First, the bad news: from Assessment of the CORONA series of satelliteimagery for landscape archaeology: a case study fromthe Orontes valley, Syria
Unfortunately, the mechanics of the IMC were not published in the CORONA documents.
The author does, however, demystify the slightly peculiar wording in the wikipedia page:
The C’’’ camera had the lower section containing the heavy lenses rotate a full 360° while the scan arm at the top oscillated back and forth through a 70° arc. This necessitated aligning and locking in place the scan arm and lens prior to the photograph being taken. This was done using a spring-loaded pin with a V point that engaged a V slot on the rear end of the lens cell. The scan arm itself was driven by a cam that accelerated it up to the lens speed until the V pin engaged the V slot. At the end of the scan, the V pin was retracted, and the cam returned the scan arm to its original position while the lens continued to rotate. These modifications significantly decreased the vibrations because of the back and forth motion of the camera.

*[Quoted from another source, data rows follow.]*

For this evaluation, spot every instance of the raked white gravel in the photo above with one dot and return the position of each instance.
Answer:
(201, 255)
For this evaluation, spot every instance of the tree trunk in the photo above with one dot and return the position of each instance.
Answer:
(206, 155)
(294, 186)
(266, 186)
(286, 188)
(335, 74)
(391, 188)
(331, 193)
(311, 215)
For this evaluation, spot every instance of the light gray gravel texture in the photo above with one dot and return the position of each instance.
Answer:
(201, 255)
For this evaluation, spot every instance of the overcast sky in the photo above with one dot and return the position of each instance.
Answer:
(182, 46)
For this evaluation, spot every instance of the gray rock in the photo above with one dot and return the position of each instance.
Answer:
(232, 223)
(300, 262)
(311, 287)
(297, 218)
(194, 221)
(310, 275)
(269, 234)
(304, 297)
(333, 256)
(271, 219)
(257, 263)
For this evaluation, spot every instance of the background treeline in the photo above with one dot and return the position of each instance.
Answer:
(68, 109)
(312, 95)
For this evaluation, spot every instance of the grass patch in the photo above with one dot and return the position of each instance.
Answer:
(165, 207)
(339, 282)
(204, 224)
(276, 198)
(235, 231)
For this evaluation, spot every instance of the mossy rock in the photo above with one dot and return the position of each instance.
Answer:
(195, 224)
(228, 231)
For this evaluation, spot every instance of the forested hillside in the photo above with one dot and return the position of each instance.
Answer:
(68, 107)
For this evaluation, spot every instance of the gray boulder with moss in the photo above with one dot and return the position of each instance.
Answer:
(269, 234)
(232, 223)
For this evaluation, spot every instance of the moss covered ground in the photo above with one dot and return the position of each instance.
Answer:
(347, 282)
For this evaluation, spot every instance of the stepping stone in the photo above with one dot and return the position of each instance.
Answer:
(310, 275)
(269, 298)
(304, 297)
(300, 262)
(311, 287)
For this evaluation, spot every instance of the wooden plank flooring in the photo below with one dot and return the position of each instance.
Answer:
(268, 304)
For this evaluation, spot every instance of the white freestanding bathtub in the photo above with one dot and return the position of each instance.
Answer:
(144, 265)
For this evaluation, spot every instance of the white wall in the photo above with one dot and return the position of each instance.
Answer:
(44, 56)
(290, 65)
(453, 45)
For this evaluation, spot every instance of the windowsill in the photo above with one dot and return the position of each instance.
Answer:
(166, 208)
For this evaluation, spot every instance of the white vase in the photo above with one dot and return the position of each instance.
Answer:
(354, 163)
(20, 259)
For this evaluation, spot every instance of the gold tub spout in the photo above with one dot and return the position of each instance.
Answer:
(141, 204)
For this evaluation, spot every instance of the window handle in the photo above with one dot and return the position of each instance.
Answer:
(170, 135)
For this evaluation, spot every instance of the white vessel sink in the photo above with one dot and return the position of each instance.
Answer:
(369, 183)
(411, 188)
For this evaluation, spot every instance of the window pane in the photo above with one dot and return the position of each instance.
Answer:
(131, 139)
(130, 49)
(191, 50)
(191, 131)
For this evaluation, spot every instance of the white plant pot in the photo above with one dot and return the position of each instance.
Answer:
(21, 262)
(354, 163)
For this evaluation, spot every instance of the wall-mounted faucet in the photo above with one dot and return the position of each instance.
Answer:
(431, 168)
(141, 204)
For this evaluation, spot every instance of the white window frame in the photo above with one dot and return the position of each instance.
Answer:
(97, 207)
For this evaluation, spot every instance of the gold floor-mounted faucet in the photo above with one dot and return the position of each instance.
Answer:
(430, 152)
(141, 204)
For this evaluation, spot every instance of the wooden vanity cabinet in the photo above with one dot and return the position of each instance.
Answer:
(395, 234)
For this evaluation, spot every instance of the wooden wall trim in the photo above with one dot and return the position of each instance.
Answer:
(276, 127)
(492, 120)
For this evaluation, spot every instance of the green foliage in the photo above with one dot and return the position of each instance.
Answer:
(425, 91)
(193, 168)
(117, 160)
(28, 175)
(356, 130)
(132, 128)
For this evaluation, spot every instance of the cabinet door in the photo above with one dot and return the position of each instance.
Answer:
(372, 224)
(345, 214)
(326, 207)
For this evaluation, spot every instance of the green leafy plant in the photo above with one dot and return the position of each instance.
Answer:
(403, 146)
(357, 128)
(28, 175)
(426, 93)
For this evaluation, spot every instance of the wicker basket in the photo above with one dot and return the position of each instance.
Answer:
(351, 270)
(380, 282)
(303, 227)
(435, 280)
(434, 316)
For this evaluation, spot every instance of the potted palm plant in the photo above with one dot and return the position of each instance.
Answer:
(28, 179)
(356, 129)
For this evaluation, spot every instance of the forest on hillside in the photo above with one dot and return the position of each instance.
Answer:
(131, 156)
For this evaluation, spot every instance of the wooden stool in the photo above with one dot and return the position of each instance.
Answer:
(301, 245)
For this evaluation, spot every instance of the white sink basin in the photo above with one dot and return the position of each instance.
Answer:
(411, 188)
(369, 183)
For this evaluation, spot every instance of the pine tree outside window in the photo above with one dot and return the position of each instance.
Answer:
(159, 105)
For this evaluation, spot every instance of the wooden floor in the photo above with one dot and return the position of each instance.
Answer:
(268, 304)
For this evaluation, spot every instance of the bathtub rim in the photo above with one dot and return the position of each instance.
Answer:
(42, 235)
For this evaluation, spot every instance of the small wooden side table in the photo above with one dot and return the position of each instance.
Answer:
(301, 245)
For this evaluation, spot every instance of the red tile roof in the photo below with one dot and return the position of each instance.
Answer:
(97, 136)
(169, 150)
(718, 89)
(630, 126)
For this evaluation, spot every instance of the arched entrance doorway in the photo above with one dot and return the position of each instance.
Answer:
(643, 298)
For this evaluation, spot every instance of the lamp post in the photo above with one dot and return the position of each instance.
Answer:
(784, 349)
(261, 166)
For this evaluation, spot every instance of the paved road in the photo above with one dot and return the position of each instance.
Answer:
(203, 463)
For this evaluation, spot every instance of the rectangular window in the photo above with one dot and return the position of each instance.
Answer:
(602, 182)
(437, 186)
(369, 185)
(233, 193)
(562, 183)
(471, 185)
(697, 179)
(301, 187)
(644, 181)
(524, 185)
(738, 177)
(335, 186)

So, nothing to do with motion blur, but everything to do with the awkward mechanics of having to stop and start a heavy object rotating every frame. Just let the panoramic lens assembly keep spinning, and take the next shot when it has spun back into place... a neat little solution, given that the satellite was expected to take long strips of continuous observations during its pass.
There's a lot more information about the CORONA project in there too which may interest you, it just doesn't help with this specific question.
(incidentally, I found that the February 1996 issue of Popular Science confused the lens rotation with IMC, and may have been the source of the Wikipedia confusion)
This Samos E-5 article teasingly states:
CORONA’s panoramic camera lens assembly swung back and forth and moved linearly for image motion compensation inside the spacecraft.
It has nothing else useful to say about CORONA, but talks about the E-5 camera which was later used in LANYARD satellite flights, and then abandoned in favour of the Mural stereo camera design and its descendants used in KH4 onwards.
Of the E-5 camera, it mentions this:
the camera’s Image Motion Compensation System, which removed the image smear due to the movement of the vehicle over the ground, also moved the entire rotating lens assembly up and down while it rotated.
It does not, of course, say which direction they meant by "up and down", and then goes on to talk about the nightmare of stabilising the satellite against this sort of heavy and intermittant motion.
Another article on the KH8 GAMBIT satellites passingly mentions
it seems reasonable that precise control of the film through the camera was a good way to reduce image smear and increase sharpness and resolution.
again, no detail given.
I'll finish with this note from Introduction to Remote Sensing (google books link, may not work for everyone, page 66):
In the context of analog cameras, image motion compensation is achieved by mechanically moving the film focal plane at a speed that compensates for the apparent motion of the image in the focal plane.
And I suspect that may be as good as you're going to get, here.